Esta resurrección ha sido posible mediante un mecanismo que debiera emplear el Estado a escala nacional: la concesión. La alcaldía de Guayaquil describe lo que necesita y la empresa privada compite por brindar el bien o servicio licitado. Si pierde plata, es cosa suya. Si la empresa no hace bien su trabajo o incumple lo pactado, se la sustituye.

Los empleados que no tiene el Estado los contrata la empresa privada para brindar esos bienes y servicios que todos requieren, pero tienen que ser productivos y rentables para poder subsistir en un mundo regido por la competencia.

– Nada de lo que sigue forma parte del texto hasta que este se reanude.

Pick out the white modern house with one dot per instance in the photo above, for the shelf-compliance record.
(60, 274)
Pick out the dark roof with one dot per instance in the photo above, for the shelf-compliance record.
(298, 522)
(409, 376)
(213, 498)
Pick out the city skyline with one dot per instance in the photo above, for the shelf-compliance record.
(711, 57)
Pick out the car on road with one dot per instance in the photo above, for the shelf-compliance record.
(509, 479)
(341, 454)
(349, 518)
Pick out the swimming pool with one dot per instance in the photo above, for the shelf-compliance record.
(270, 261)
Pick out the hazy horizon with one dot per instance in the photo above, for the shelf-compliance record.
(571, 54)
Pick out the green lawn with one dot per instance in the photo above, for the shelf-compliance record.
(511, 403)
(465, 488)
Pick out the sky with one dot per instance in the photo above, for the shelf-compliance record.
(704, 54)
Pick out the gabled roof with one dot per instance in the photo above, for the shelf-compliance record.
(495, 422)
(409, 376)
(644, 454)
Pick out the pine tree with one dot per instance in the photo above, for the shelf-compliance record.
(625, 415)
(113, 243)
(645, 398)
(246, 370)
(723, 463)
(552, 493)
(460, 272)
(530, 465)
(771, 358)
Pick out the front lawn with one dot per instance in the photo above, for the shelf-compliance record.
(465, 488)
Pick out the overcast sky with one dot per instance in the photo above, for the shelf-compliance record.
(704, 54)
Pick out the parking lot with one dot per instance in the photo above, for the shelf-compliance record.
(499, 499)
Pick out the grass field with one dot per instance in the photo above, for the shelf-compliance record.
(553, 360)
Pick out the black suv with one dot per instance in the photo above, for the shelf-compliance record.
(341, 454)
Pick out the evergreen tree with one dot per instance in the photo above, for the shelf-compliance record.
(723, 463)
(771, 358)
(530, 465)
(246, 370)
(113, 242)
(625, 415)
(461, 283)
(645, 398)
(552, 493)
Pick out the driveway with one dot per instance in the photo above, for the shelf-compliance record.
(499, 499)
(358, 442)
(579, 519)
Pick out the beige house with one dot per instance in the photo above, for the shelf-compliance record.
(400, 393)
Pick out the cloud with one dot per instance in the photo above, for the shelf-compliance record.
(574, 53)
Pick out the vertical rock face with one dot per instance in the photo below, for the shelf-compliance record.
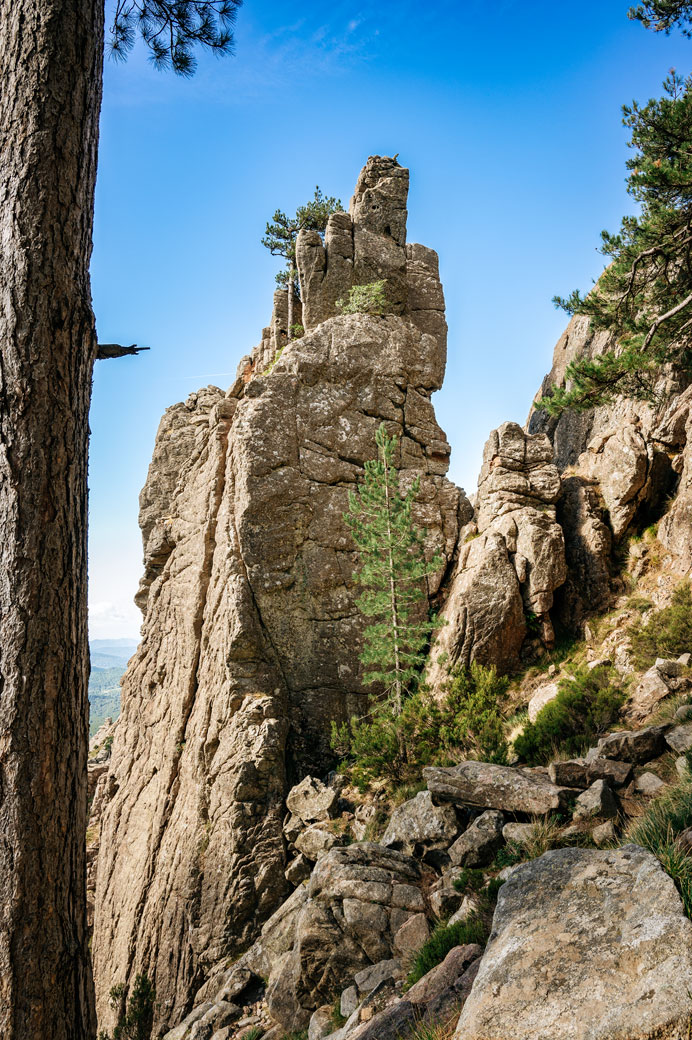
(510, 561)
(624, 461)
(251, 637)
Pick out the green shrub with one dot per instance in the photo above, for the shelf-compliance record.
(440, 1031)
(471, 718)
(584, 709)
(384, 746)
(668, 632)
(135, 1022)
(368, 299)
(468, 723)
(444, 938)
(658, 831)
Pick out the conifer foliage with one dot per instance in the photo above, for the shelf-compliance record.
(392, 575)
(662, 16)
(172, 29)
(644, 296)
(281, 235)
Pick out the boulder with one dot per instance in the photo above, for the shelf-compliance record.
(605, 833)
(299, 869)
(358, 898)
(671, 669)
(569, 774)
(312, 801)
(412, 935)
(680, 737)
(518, 833)
(418, 825)
(444, 900)
(375, 975)
(480, 841)
(595, 802)
(611, 770)
(684, 840)
(349, 1002)
(321, 1023)
(315, 841)
(649, 691)
(637, 746)
(434, 1001)
(648, 784)
(585, 944)
(542, 697)
(483, 785)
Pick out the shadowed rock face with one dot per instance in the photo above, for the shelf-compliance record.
(620, 464)
(251, 637)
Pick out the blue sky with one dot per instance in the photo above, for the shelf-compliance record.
(508, 117)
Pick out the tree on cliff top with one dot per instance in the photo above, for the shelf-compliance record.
(51, 66)
(281, 234)
(662, 16)
(392, 573)
(644, 296)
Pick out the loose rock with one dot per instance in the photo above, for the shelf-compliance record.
(610, 926)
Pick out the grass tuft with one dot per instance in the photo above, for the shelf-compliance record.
(444, 938)
(658, 831)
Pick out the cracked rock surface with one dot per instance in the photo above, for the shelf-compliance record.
(251, 634)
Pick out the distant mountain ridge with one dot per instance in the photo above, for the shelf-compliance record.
(109, 659)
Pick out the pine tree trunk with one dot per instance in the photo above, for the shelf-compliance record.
(392, 596)
(51, 74)
(291, 283)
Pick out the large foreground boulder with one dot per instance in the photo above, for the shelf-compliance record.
(586, 945)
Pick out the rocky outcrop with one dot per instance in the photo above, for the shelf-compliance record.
(585, 944)
(510, 561)
(358, 901)
(251, 635)
(621, 463)
(483, 785)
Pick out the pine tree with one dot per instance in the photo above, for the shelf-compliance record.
(51, 70)
(392, 573)
(281, 234)
(662, 16)
(644, 296)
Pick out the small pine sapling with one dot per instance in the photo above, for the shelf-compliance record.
(392, 575)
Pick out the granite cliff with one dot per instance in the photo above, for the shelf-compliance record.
(250, 635)
(250, 650)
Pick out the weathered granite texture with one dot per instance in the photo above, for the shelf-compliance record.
(251, 635)
(585, 945)
(510, 561)
(621, 464)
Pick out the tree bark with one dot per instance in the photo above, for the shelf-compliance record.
(289, 309)
(51, 73)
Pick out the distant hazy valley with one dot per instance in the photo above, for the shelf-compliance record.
(109, 659)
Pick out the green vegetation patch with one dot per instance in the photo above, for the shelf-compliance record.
(668, 632)
(658, 830)
(135, 1021)
(467, 724)
(368, 299)
(585, 708)
(444, 938)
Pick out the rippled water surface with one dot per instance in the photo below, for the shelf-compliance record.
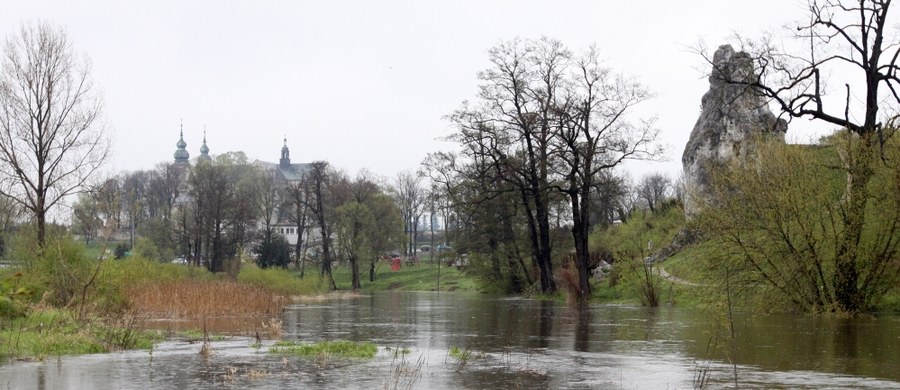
(508, 343)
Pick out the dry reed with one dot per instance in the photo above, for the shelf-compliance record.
(203, 299)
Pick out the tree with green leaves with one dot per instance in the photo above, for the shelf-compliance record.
(854, 38)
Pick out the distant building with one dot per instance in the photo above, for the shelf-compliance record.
(286, 174)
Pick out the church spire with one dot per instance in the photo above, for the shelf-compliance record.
(181, 154)
(204, 150)
(285, 161)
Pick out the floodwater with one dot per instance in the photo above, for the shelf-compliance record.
(507, 343)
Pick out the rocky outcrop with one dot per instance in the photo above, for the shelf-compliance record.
(732, 116)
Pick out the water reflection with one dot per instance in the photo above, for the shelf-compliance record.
(517, 343)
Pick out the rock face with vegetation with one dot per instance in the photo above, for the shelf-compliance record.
(732, 116)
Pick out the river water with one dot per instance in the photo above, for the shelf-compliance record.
(506, 343)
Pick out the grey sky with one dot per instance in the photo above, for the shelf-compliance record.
(364, 84)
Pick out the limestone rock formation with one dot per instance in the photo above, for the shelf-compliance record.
(732, 114)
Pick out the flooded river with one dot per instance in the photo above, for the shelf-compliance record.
(505, 343)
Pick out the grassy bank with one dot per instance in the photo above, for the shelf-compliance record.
(422, 277)
(45, 332)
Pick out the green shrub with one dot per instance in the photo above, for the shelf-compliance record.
(280, 281)
(13, 296)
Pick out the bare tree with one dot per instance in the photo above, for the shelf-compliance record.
(410, 196)
(51, 141)
(852, 38)
(318, 181)
(595, 136)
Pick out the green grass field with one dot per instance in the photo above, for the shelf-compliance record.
(422, 277)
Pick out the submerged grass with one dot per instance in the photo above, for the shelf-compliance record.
(338, 348)
(47, 332)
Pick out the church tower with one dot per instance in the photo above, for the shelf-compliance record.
(181, 154)
(285, 156)
(204, 150)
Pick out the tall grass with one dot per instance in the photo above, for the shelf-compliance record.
(280, 281)
(187, 298)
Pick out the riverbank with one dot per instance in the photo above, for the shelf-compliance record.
(422, 277)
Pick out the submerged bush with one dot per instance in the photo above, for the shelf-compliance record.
(339, 348)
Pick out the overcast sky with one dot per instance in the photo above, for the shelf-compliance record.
(365, 84)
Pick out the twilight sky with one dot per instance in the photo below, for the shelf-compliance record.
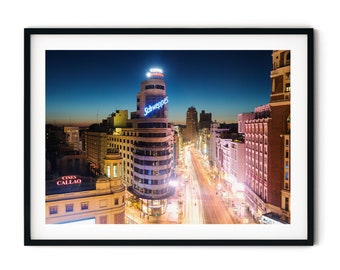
(84, 87)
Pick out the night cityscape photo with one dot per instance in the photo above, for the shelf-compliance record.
(168, 136)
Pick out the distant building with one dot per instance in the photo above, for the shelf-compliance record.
(72, 137)
(205, 120)
(191, 125)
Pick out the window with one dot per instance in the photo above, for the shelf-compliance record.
(103, 220)
(287, 176)
(108, 171)
(53, 210)
(115, 170)
(69, 207)
(84, 205)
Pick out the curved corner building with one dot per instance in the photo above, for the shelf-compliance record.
(153, 146)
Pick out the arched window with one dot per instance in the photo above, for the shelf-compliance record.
(287, 58)
(288, 124)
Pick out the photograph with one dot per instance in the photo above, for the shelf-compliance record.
(181, 142)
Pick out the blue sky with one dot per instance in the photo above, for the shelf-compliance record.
(83, 87)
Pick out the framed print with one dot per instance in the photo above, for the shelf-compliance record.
(164, 136)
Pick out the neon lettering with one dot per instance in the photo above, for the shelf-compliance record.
(156, 106)
(68, 180)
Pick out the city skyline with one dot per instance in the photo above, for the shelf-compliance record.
(84, 87)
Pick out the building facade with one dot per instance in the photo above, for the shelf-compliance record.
(267, 139)
(76, 198)
(146, 144)
(191, 124)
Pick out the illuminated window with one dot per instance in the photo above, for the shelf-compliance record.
(84, 205)
(108, 171)
(69, 207)
(103, 220)
(53, 210)
(115, 173)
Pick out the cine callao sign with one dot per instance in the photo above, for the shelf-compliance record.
(156, 106)
(68, 180)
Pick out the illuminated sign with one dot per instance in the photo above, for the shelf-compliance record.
(157, 106)
(155, 72)
(68, 180)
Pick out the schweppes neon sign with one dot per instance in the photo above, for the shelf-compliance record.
(156, 106)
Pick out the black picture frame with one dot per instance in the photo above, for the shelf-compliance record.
(305, 239)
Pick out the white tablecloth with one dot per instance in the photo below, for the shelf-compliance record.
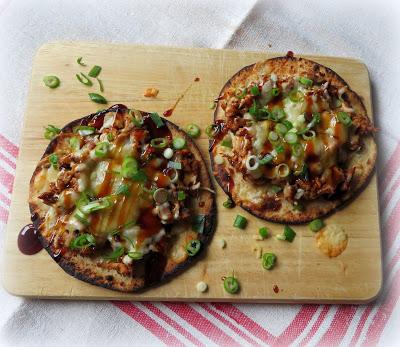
(363, 29)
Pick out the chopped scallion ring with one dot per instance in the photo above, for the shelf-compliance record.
(231, 285)
(240, 222)
(193, 247)
(101, 149)
(95, 71)
(268, 261)
(178, 142)
(193, 130)
(84, 79)
(158, 142)
(344, 118)
(316, 225)
(51, 81)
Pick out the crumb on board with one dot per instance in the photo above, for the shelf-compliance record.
(151, 92)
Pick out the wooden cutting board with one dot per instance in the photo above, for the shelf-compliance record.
(302, 274)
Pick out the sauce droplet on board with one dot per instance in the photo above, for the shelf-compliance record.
(28, 240)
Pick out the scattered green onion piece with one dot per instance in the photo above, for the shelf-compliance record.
(291, 138)
(231, 285)
(289, 233)
(123, 189)
(266, 159)
(157, 119)
(229, 203)
(97, 98)
(51, 131)
(101, 149)
(193, 130)
(181, 195)
(51, 81)
(53, 159)
(84, 79)
(84, 130)
(198, 223)
(305, 81)
(211, 130)
(193, 247)
(268, 261)
(275, 91)
(240, 222)
(100, 82)
(80, 62)
(117, 253)
(178, 143)
(95, 71)
(344, 118)
(281, 129)
(83, 241)
(158, 142)
(316, 225)
(174, 165)
(263, 232)
(255, 91)
(135, 255)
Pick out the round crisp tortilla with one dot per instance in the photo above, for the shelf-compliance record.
(155, 267)
(363, 161)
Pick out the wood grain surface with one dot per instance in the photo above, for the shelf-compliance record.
(302, 274)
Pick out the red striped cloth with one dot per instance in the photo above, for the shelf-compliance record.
(181, 324)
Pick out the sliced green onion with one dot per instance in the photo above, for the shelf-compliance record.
(101, 149)
(95, 71)
(97, 98)
(157, 119)
(275, 91)
(231, 285)
(84, 130)
(80, 62)
(291, 138)
(283, 170)
(229, 203)
(83, 241)
(135, 255)
(227, 142)
(263, 232)
(297, 150)
(305, 81)
(289, 233)
(84, 79)
(255, 91)
(273, 136)
(51, 81)
(160, 195)
(123, 189)
(193, 130)
(344, 118)
(158, 142)
(198, 223)
(240, 222)
(268, 261)
(174, 165)
(211, 130)
(51, 131)
(100, 82)
(316, 225)
(266, 159)
(53, 159)
(178, 142)
(181, 195)
(117, 253)
(193, 247)
(309, 135)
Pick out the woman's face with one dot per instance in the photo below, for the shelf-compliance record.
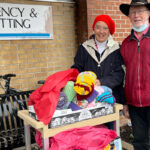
(101, 31)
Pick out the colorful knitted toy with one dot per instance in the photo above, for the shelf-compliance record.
(106, 97)
(84, 82)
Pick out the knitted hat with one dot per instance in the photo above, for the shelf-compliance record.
(74, 106)
(106, 97)
(62, 102)
(84, 82)
(81, 97)
(93, 96)
(69, 91)
(105, 18)
(81, 104)
(124, 8)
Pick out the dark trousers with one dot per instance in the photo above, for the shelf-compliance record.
(140, 119)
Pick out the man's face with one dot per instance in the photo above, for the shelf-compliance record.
(138, 15)
(101, 31)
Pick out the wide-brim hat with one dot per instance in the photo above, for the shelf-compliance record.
(124, 8)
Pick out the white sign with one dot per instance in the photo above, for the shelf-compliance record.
(19, 21)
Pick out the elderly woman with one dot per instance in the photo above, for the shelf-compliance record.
(101, 54)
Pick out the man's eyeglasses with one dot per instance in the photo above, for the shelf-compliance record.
(140, 12)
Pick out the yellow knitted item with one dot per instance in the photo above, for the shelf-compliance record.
(84, 82)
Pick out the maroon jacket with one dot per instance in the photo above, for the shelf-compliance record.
(45, 98)
(136, 55)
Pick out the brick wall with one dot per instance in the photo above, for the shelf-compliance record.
(109, 7)
(34, 60)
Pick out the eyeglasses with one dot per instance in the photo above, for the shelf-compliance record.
(140, 12)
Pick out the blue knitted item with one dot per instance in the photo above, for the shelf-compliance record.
(106, 97)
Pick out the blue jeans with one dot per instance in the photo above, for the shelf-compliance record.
(140, 119)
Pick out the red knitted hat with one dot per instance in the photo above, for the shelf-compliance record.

El Estado, ya se sabe, no es un buen empresario. La empresa pública suele ser una fuente de corrupción y malos manejos administrativos. Los políticos, además, rehúyen cualquier conflicto laboral. Como pagan con dinero ajeno, no suelen ser exigentes. Buscan votos y popularidad, no eficiencia ni buen servicio. Por eso dilapidan cantidades astronómicas.

Los ecuatorianos, antes de votar, deben mirar a Europa y, sobre todo, a Guayaquil. Es lo prudente.